The client diagnosed with Guillain-Barré syndrome is on a ventilator. Which intervention will assist the client to communicate with the nursing staff?
- A. Provide an erase slate board for the client to write on.
- B. Instruct the client to blink once for 'no' and twice for 'yes.'
- C. Refer to a speech therapist to help with communication.
- D. Leave the call light within easy reach of the client.
Correct Answer: B
Rationale: Blinking (once for no, twice for yes) is a simple communication method for a ventilated client with paralysis. Writing, speech therapy, and call light access are less feasible.
The nurse is caring for a client diagnosed with Systemic Inflammatory Response syndrome after an extensive abdominal surgery. Which nursing interventions could prevent the development of Multi Organ Dysfunction Syndrome (MODS)?
- A. Place the client on strict intake and output.
- B. Administer pain medication via patient-controlled analgesia.
- C. Keep the head of the bed elevated at all times.
- D. Practice therapeutic communication.
Correct Answer: A
Rationale: Strict intake and output monitoring detects early renal dysfunction, preventing MODS progression.

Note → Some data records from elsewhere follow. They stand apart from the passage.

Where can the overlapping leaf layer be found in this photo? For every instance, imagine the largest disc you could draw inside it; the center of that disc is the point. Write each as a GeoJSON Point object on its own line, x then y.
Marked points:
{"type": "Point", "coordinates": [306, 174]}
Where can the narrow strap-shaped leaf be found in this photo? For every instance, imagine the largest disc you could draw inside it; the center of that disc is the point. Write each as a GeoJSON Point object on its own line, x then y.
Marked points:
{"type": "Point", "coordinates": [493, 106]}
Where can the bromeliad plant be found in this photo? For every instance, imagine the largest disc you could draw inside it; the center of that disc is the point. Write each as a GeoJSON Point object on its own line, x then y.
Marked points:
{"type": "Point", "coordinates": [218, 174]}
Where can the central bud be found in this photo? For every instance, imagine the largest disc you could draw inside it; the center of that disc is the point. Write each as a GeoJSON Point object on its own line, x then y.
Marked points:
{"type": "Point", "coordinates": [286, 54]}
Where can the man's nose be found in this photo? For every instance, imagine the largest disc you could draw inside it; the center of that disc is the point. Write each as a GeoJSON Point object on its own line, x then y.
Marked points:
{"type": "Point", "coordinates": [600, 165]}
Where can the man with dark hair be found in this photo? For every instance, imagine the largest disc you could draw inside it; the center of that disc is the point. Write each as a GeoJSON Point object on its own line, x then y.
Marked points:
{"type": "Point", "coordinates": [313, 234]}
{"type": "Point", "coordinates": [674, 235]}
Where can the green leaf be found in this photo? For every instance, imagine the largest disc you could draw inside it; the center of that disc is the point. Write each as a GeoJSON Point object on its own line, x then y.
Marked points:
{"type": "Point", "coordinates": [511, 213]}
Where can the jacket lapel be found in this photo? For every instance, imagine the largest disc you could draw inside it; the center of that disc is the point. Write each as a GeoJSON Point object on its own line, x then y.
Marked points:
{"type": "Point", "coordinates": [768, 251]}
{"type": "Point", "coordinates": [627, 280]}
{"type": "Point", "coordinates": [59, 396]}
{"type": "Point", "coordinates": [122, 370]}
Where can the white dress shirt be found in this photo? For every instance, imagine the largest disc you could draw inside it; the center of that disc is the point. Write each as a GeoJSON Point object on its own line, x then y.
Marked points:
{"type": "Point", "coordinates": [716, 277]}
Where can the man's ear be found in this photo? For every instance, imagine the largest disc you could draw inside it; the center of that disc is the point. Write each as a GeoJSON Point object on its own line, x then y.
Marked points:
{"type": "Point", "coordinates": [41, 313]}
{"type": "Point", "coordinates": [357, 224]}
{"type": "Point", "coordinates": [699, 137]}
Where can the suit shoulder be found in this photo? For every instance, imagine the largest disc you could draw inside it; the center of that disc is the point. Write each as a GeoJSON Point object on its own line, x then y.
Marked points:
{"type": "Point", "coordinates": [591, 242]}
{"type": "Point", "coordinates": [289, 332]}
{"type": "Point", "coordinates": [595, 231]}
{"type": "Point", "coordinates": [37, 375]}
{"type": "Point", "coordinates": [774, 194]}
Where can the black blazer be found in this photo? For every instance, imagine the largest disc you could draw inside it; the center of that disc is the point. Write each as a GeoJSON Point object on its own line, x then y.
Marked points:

Pain control, head elevation, and communication are less specific.
Which signs/symptoms should the nurse expect to assess in the client diagnosed with Sjögren's syndrome?
- A. Complaints of dry mouth and eyes.
- B. Complaints of peripheral joint pain.
- C. Complaints of muscle weakness.
- D. Complaints of severe itching.
Correct Answer: A
Rationale: Dry mouth and eyes (sicca symptoms) are hallmark signs of Sjögren’s syndrome. Joint pain, weakness, and itching are less specific.
Which assessment intervention should the nurse implement specifically for the diagnosis of Guillain-Barré syndrome?
- A. Assess deep tendon reflexes.
- B. Complete a Glasgow Coma Scale.
- C. Check for Babinski's reflex.
- D. Take the client's vital signs.
Correct Answer: A
Rationale: Decreased deep tendon reflexes are a hallmark of Guillain-Barré syndrome due to peripheral nerve involvement. Glasgow Coma Scale, Babinski’s reflex, and vital signs are less specific.